Doch was lief in den USA und Großbritannien schief und warum erweisen sich SCO-Kassen in Deutschland als erfolgreich? Antworten liefert unter anderem der Fall Dollar General. Die US-amerikanische Warenhauskette hatte die Self-Checkout-Stationen im Jahr 2022 auf etwa 19.000 Geschäfte ausgeweitet. Heute räumt Todd Vasos, CEO von Dollar General, gegenüber der Scioto Post ein, dass man sich zu abhängig von den Systemen gemacht habe. Er empfiehlt, dass Bedienkassen weiterhin an erster Stelle stehen sollten – SCO-Kassen müssten eher als sekundäre Bezahlmöglichkeit eingesetzt werden.

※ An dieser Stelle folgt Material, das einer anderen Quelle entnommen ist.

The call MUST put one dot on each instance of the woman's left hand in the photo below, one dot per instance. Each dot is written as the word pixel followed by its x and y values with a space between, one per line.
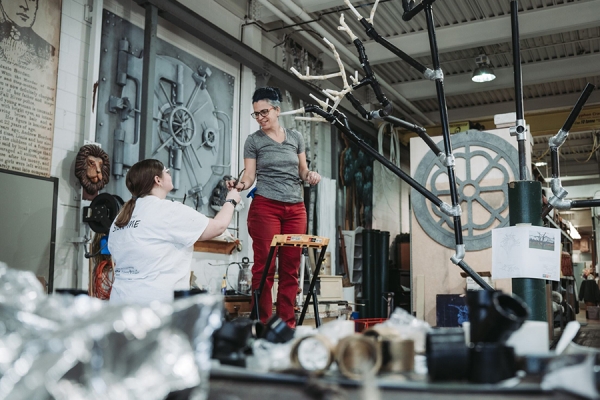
pixel 313 177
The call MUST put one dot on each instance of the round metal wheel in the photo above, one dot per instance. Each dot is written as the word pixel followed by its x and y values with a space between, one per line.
pixel 485 164
pixel 181 125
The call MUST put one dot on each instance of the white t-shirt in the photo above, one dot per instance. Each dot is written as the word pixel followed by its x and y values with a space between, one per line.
pixel 153 252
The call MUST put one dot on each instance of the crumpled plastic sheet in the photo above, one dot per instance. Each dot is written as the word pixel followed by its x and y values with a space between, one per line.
pixel 66 347
pixel 409 327
pixel 267 356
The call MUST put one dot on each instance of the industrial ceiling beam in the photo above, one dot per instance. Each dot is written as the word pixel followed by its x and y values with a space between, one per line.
pixel 487 111
pixel 534 23
pixel 533 73
pixel 204 30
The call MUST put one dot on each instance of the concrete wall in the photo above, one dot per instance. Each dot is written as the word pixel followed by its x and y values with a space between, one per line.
pixel 433 272
pixel 72 130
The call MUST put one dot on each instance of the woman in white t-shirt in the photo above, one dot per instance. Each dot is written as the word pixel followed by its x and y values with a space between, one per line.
pixel 151 240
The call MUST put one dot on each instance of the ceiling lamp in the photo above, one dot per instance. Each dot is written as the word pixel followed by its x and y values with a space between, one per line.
pixel 484 71
pixel 573 232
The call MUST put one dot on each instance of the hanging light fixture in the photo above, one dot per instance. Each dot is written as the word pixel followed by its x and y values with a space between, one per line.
pixel 484 71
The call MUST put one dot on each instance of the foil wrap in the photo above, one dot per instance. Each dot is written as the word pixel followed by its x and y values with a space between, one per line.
pixel 66 347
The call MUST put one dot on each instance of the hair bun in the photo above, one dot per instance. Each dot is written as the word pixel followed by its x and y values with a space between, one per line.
pixel 267 93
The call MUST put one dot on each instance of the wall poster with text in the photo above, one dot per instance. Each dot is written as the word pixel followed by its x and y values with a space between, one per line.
pixel 29 44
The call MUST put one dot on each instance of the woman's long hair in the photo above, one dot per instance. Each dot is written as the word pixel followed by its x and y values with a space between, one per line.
pixel 139 181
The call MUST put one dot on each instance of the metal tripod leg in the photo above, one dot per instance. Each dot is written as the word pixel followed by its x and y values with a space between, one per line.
pixel 303 268
pixel 255 313
pixel 311 291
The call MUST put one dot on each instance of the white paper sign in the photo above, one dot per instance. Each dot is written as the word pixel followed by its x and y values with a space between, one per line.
pixel 526 252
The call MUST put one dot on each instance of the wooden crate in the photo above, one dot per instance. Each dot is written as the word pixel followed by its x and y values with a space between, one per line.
pixel 215 246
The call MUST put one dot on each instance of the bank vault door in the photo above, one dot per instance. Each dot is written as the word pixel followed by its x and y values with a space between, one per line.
pixel 191 135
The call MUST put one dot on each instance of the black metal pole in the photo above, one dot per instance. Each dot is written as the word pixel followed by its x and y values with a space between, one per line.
pixel 520 123
pixel 311 292
pixel 347 132
pixel 585 203
pixel 583 98
pixel 409 13
pixel 439 86
pixel 255 313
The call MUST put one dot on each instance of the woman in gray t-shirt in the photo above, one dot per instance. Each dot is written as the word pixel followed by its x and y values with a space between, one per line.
pixel 275 157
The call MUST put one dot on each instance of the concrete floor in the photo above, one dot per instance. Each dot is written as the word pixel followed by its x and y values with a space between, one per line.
pixel 589 334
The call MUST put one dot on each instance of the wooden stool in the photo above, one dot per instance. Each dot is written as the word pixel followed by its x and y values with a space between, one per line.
pixel 304 241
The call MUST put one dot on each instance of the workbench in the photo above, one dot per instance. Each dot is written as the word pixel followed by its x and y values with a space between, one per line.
pixel 238 383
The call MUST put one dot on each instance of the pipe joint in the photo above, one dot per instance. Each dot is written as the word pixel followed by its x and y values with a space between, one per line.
pixel 451 211
pixel 442 157
pixel 459 255
pixel 558 139
pixel 518 130
pixel 557 189
pixel 433 75
pixel 559 203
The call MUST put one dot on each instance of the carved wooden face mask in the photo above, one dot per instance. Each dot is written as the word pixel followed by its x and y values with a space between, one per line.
pixel 94 169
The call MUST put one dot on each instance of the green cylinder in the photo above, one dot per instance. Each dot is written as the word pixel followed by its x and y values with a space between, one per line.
pixel 381 278
pixel 367 273
pixel 525 206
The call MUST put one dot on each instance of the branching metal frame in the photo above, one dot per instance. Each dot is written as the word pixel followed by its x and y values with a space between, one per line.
pixel 325 111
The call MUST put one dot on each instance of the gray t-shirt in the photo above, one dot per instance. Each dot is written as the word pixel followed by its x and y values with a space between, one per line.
pixel 276 165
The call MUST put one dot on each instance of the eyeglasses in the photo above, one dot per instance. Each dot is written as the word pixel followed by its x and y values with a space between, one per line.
pixel 262 113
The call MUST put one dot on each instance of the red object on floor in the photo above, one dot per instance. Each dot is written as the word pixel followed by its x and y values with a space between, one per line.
pixel 363 324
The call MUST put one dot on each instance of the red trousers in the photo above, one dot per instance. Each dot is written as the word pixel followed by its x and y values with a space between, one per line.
pixel 267 218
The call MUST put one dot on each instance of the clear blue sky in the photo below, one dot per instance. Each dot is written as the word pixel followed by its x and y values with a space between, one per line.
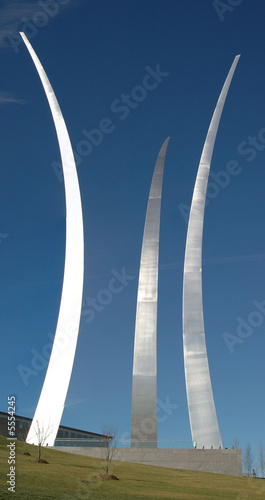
pixel 95 54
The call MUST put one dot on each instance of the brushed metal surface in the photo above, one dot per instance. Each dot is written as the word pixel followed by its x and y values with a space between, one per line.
pixel 52 398
pixel 202 413
pixel 144 399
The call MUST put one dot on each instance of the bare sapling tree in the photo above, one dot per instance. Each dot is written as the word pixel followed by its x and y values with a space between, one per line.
pixel 24 433
pixel 109 445
pixel 261 461
pixel 42 434
pixel 248 460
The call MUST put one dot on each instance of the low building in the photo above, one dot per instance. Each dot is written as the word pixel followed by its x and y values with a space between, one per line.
pixel 66 436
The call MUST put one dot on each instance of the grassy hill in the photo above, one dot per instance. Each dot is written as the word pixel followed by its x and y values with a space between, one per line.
pixel 73 477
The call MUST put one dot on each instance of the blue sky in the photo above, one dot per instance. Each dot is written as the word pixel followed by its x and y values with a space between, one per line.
pixel 95 54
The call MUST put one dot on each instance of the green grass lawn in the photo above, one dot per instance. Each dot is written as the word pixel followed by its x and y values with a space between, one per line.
pixel 73 477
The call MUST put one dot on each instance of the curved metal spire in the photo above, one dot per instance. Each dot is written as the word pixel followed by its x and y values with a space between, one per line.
pixel 144 400
pixel 50 407
pixel 202 413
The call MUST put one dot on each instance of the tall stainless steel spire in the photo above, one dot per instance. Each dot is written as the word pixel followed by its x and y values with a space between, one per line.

Die kostengünstigste Variante: Der Kunde scannt den Preis selbst – allerdings besteht hier die Gefahr von Diebstählen.

Bei Dollar General wird jetzt wieder in Arbeitskräfte investiert – eine höhere Mitarbeiterpräsenz auf der Fläche könne, so die Hoffnung, auch den Diebstählen entgegenwirken. Der Schlüssel scheint darin zu liegen, Menschen und Maschine miteinander zu kombinieren, um an den Stellen für Entlastung am POS zu sorgen, wo sie gebraucht wird. Das ist bereits der Kurs, der in Deutschland gefahren wird und mit ein Grund, warum das Konzept hier erfolgreicher ist.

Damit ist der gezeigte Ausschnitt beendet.